Champagne saw a marginally positive quarter, but remains a little weighed down by the mediocre performance of a number of the high profile 2008s (Dom Perignon the most notable example); the breakthrough new release pricing of Taittinger Comtes de Champagne was interesting in this context, albeit there is never enough focus on the relatively low production of that name.

Performance of older vintages marked a return to the more established pattern of the Champagne market – supply-demand being the core driver of price gains, with this evident in a number of >10% quarterly gains: Krug 98, Krug 96, DP Oeno 96.

The US saw a relatively quiet quarter, with September releases such as Opus One seeing lower interest than usual (likely driven simply by the “so what?” pricing levels). Lower activity more broadly is probably driven in part by the trade tariffs meaning that US collectors are buying less non-US wine and therefore selling less of their domestically sourced stock (given the mailing list nature of new releases).

There was little noteworthy activity in Rhone wines across the quarter, which represented a continuation of an ongoing “holding pattern”.

Next Six Months Outlook

It will not be a surprise given the commentary above that we believe the outlook for the market to be positive, particularly in the case of Bordeaux.

Prices for prime vintages of First Growths (and equivalents) are sitting – as a generalisation – 10-15% below the highs of the last 3 years. We see the testing of those highs as the natural next step for the segment, but think that the relative difficulty in sourcing large parcels which we are witnessing at present could point to the potential for movements materially through those levels. There are a number of possible catalysts for this gathering pace, with the increasingly strong pan-Asian demand perhaps the most near term of these (note that our share of sales has been more skewed to Asia than normal in recent months).

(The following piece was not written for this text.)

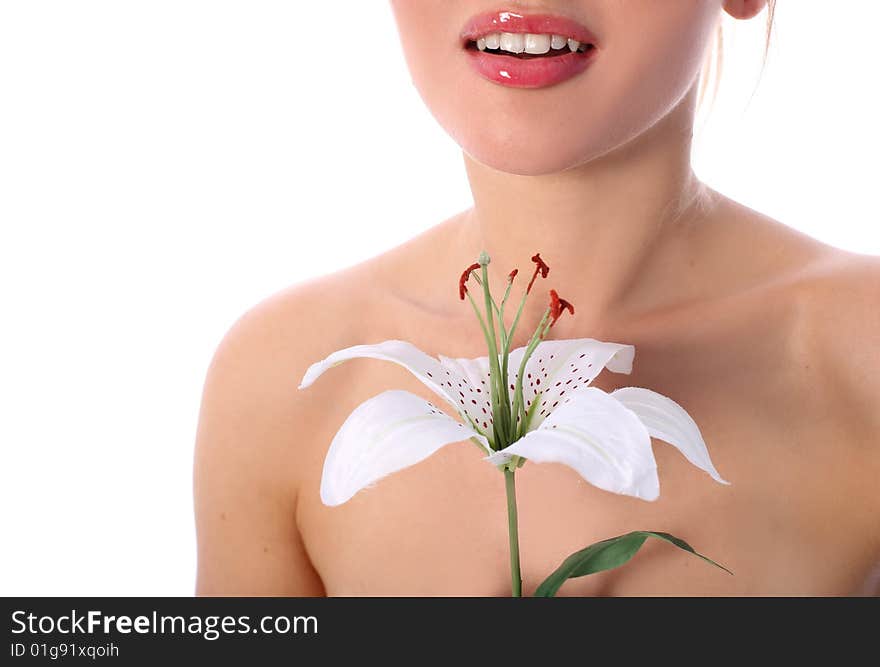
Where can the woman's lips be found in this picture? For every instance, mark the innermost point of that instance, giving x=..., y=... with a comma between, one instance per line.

We continue to prefer prime vintages for such an upturn (these usually lead the gains, with non-prime vintages following when relative value becomes strained). Indeed, the Bid-side activity on our LiveTrade online trading platform very much reflects a focus on 2000, 2005, 2009, 2010, 2015 and 2016. One interesting element to note in the context of non-prime vintages though is the particularly low market availability, especially at Chateaux – the early consumption trend of the last decade is possibly particularly underestimated for this area and may add interest when the prices of those wines do start to move.

Our previous prediction of increased interest and activity in Burgundy has very much been in evidence and there is no reason for this not to continue and potentially gather further pace. We particularly like the selective trading opportunities within the segment, as mentioned earlier in the report, especially at a time when increased activity is predominantly consumption-driven.

Champagne and Italian wines have both benefitted over the last year or so from the US trade tariffs imposed on the EU. Joe Biden’s top foreign policy adviser is on record as saying that these are likely to be removed if he wins the election (albeit this may not be an immediate priority). While this is unlikely to reverse the positive run that Italy in particular has seen, we probably would see the re-balancing of a significant pool of demand back towards Bordeaux and Burgundy (blue chip White Burgundy being a possible notable beneficiary given the US focus on that segment).

This said, there is still potential for higher prices for >5 year old Super Tuscans, where the age/price curve is flatter than it should be for an early consumption region. The same dynamic is likely to hold true in the Champagne space – we will be looking for performance in the vintages up to 2004.

Despite the long term recessionary impacts of the Covid pandemic being far from clear at present, we do think that we have seen sufficient resilience from the wine market to lower our caution around this topic. We are most cautious in the coming months around things which may deplete liquidity or market functioning, with these potentially including a revival of Hong Kong tensions (including those simmering between China and the UK) and a Trump election win which is followed by yet further aggression towards China and – to a lesser extent – towards the EU.